Delays in delivery of treatments for tuberculosis could have serious, negative impacts on people living with tuberculosis as well as the broader population. The chief doctor of the Donetsk regional centre for tuberculosis, where over 500 patients, including 40 children are currently treated, told Human Rights Watch in early February that while the centre has enough first-line medicines in stock to provide uninterrupted treatment to patients for another month, the stocks of second-line treatment, used to treat tuberculosis that is resistant to first line therapy, as well as medicines to treat tuberculosis -related conditions were almost depleted. The center also ran out of rapid diagnostic tools for tuberculosis in December and diagnosis can now take months as opposed to days. Fast diagnosis is essential to combating drug-resistant tuberculosis.

The doctor also said that more patients seeking treatment had advanced forms of tuberculosis because many people in conflict-affected areas either could not afford to travel to see a doctor or were trapped in active war zones, sometimes spending weeks or months in unsanitary, underground shelters, which exacerbated their condition.

The government has still not approved a decree, drafted in January, that would set out mechanisms and a procedure to allow humanitarian groups to deliver methadone and buprenorphine, used in the opioid substitution therapy, to rebel-controlled areas. Over 500 patients in rebel-controlled areas of the Donetsk and Lugansk regions are facing a total cessation of these treatments when the supply runs out in March. The abrupt interruption of such treatment would have a devastating impact on patients receiving opioid substitution therapy, including relapse into illicit drug use and risk of accidental overdose.

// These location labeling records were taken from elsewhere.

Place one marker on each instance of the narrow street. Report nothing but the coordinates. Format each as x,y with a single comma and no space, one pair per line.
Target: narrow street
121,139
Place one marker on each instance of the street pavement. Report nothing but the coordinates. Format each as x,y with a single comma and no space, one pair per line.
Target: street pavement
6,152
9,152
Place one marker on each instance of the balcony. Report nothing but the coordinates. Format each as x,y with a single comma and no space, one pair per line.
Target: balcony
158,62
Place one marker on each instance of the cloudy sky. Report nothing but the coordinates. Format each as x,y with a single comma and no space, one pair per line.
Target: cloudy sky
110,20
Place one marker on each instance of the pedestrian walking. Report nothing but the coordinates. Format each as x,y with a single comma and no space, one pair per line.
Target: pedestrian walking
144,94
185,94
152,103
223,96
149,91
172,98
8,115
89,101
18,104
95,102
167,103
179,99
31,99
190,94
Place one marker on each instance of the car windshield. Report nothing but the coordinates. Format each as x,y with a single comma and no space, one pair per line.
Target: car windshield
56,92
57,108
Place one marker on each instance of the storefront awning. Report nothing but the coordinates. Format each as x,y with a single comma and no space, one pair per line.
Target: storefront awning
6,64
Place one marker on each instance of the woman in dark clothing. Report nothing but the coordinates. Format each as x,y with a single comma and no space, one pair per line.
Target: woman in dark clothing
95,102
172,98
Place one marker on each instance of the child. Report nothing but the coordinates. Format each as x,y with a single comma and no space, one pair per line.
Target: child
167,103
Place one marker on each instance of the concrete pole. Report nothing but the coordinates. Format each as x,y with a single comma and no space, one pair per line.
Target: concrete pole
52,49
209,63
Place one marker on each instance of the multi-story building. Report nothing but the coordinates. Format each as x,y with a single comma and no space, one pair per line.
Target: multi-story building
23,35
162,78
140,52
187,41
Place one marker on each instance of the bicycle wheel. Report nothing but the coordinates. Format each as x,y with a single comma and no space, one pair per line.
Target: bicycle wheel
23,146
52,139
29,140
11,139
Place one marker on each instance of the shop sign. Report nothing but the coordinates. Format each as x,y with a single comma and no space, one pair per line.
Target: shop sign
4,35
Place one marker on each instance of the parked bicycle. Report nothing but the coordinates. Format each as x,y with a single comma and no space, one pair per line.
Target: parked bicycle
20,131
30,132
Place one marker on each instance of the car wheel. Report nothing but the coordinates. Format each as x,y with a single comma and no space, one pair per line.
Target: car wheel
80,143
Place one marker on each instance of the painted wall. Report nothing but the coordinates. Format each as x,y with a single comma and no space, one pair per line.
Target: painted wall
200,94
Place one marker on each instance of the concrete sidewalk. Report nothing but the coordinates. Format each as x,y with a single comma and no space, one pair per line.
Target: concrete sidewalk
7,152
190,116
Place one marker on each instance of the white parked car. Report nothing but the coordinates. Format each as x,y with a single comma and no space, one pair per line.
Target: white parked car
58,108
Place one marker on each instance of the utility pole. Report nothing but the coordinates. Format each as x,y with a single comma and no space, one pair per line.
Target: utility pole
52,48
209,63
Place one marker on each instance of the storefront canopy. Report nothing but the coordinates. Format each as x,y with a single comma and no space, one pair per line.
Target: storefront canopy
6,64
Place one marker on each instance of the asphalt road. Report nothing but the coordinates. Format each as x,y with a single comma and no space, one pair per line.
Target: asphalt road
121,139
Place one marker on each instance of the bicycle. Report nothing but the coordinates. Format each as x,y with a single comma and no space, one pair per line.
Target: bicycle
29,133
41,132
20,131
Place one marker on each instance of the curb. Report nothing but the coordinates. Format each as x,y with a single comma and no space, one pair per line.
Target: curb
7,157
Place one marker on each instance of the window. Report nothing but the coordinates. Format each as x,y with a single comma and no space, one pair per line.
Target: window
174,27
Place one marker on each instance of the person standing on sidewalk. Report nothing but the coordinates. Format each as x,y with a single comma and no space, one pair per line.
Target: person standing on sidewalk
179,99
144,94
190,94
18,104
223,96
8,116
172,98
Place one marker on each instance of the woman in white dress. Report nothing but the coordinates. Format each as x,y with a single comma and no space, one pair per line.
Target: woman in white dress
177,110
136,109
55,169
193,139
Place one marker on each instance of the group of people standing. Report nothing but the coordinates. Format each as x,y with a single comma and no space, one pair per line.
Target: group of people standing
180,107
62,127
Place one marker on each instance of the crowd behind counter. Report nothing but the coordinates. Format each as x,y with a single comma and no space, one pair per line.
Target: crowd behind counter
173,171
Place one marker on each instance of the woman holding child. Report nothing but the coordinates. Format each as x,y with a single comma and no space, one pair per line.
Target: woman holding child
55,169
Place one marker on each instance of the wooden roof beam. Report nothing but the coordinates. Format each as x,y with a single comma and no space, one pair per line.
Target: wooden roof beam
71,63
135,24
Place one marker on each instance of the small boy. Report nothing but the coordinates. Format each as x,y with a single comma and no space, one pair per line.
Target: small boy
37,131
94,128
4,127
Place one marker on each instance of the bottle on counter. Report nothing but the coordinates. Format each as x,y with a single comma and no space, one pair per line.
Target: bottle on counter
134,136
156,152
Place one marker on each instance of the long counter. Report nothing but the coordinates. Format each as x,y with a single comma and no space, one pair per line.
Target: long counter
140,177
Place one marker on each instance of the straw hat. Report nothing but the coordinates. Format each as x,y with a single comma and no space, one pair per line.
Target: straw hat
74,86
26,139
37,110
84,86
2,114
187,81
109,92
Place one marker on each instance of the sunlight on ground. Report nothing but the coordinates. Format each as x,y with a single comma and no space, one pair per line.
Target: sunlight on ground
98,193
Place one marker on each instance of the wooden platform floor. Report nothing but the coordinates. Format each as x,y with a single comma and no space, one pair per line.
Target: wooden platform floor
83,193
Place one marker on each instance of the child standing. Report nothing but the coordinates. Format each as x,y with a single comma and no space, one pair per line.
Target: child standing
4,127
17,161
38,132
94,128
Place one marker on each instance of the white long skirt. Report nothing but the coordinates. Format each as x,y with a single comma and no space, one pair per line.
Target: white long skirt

In light of the above, we would like to know why there has been a delay in approving the decree and if there is a date set for its adoption, what steps the Ukrainian government is taking to ensure that restrictions on movement in and out of areas not under government control do not adversely affect the health of the civilian population, and what recourse humanitarian groups have when they encounter arbitrary delays in their ability to deliver medication and medical supplies.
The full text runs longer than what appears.